[Remote] Executive Director, AI Infrastructure & Platform Engineering
Note: The job is a remote job and is open to candidates in USA. CVS Health is dedicated to shaping a more connected and compassionate health experience. They are seeking an Executive Director for AI Infrastructure & Platform Engineering, responsible for leading the development and operational excellence of their AI compute platform, ensuring high availability and reliability for frontier AI workloads.
Responsibilities
- Define and execute the long-range vision and strategy for AI infrastructure and platform engineering, with availability (>99.99%), reliability, and platform performance as the primary measures of success
- Recruit, hire, develop, and retain a high-performing engineering organization spanning infrastructure, network, platform reliability, observability, security, 24/7 operations, change and release management, and FinOps
- Establish clear ownership, accountability, and performance expectations across all functional teams; foster a culture of operational excellence, engineering rigor, and continuous improvement
- Provide executive-level communication to senior leadership on platform status, milestones, risk posture, and strategic initiatives
- Own the physical layer of the AI compute environment — GPU compute, storage, network fabric, capacity planning, and hardware lifecycle accountability
- Direct bare-metal Kubernetes and OpenShift operations, including cluster administration, GPU quota governance, infrastructure-as-code adoption, and availability baseline enforcement
- Govern high-performance network fabric operations — RoCE v2, spine-leaf topology, lossless Ethernet tuning, congestion management, and segmentation
- Establish and enforce operational baselines across every layer of the stack — hardware, fabric, platform, and workload — with deviations detected, escalated, and resolved within defined SLAs
- Direct Innovation POD strategy to develop self-healing and autonomous capabilities that proactively prevent service degradation before it impacts availability
- Build and sustain a high-performing 24/7 operations model — designed for sustainable, predictable coverage with no mandatory overtime and measurable team health and retention
- Drive end-to-end observability across the physical and platform layers, with continuous feedback loops connecting monitoring data to incident response, change decisions, and improvement cycles
- Oversee change management so every modification is risk-assessed, monitored during rollout, and baseline-validated post-deployment
- Ensure configuration consistency and drift detection across all platform components to prevent baseline degradation over time
- Lead GPU FinOps governance — utilization optimization, tenant quota enforcement, and cost reduction — in partnership with the Finance organization
- Empower the Security SRE Lead to maintain a world-class security posture across the infrastructure and platform layers, with robust compliance to frameworks including HIPAA and NIST AI RMF
- Govern access controls, audit logging, vulnerability management, and network segmentation across the AI compute environment
- Lead the operational transition from program-launch staffing to permanent CVS-owned operations — governing phased handoffs, competency validation, and milestone sign-offs to ensure minimal disruption to platform availability and business operations
- Establish and lead the long-term operating model by institutionalizing key technical, architectural, and delivery leadership capabilities into permanent CVS roles, ensuring the organization is fully self-sustaining at program close
- Own vendor relationships, contract performance, and accountability across the hardware, networking, platform, and managed-services stack
- Manage budget ownership for the AI infrastructure and platform engineering organization, including capital planning and operational expense governance
Skills
- 10+ years of engineering leadership experience, with substantial time directly owning physical infrastructure at data center scale — including hardware lifecycle, capacity planning, and facility coordination (power, cooling, rack-and-stack execution)

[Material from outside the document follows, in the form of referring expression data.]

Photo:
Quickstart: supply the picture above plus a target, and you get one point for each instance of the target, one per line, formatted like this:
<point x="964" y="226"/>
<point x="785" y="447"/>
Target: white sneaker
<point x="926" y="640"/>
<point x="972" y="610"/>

- Hands-on production ownership of bare-metal Kubernetes or OpenShift. Managed cloud services (EKS, GKE, AKS) alone do not substitute for the practitioner expertise this role requires
- Fluency with high-speed cluster fabrics — RoCE v2, InfiniBand, EVPN-VXLAN, or carrier-grade equivalent — and the operational discipline these fabrics require (PFC, ECN, lossless tuning, congestion management)
- 5+ years leading multiple technical teams simultaneously, including 24/7 operations organizations, with measurable team health, retention, and performance outcomes
- Proven success establishing and enforcing operational baselines, SLO / SLI / error-budget frameworks, and observability-driven continuous improvement in physical-infrastructure-anchored environments
- Hardware lifecycle, vendor accountability, and facility coordination experience — including capacity planning, RMA management, and multi-vendor escalation
- Experience leading operational transitions or organizational build-outs at scale, with business continuity and minimal disruption as non-negotiables
- Executive-level stakeholder communication, vendor negotiation, and budget ownership
- Bachelor's degree in Computer Science, Computer Engineering, Electrical Engineering, or related technical field
- Hands-on experience with Cisco UCS, NVIDIA HGX / DGX / Blackwell systems, and VAST or comparable distributed NVMe storage
- Direct experience operating GPU clusters of 32 or more GPUs in production environments — including HPC, AI training, research computing, or comparable workloads
- NVIDIA AI Enterprise, NVIDIA Run:AI, NVIDIA Base Command Manager, or comparable GPU orchestration platform experience
- Healthcare or other regulated-industry background (HIPAA, NIST AI RMF, SOX, FedRAMP, ITAR)
- Chaos engineering and AI-driven operations experience — predictive alerting and automated remediation patterns
- Background in innovation programs, POD structures, or centers of excellence
Benefits
- This position is eligible for a CVS Health bonus, commission or short-term incentive program in addition to the base pay range listed above.
- This position also includes an award target in the company’s equity award program.
- This full‑time position is eligible for a comprehensive benefits package designed to support the physical, emotional, and financial well‑being of colleagues and their families.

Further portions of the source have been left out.